L’articolo di Samuele Amendola propone un’idea forte e attuale: non si può imparare davvero senza passare dalle relazioni e dai sentimenti. La scuola, quindi, non dovrebbe essere solo un luogo dove si trasmettono contenuti, ma una vera comunità educante in cui crescita personale e apprendimento vanno di pari passo .

L’educazione ai sentimenti diventa lo “sfondo integratore” di tutto: non una materia a parte, ma qualcosa che attraversa ogni disciplina, dalla letteratura alle scienze, dall’educazione civica allo sport.

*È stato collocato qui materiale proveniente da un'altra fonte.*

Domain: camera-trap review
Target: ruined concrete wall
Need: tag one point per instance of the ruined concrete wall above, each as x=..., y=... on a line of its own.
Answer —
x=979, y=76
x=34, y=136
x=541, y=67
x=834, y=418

In questo modo, imparare significa coinvolgere tutta la persona — mente, corpo ed emozioni.

Al centro c’è la relazione: tra studenti, tra docenti e studenti, tra scuola e famiglia. È proprio dentro queste relazioni che si sviluppano empatia, responsabilità e consapevolezza.

L’articolo critica anche gli approcci troppo tecnici o superficiali, ricordando che educare ai sentimenti non è un’attività occasionale, ma un processo continuo che richiede presenza, coerenza e progettualità.

In sintesi, la proposta è chiara: costruire una scuola più umana, capace non solo di insegnare, ma di aiutare a diventare persone.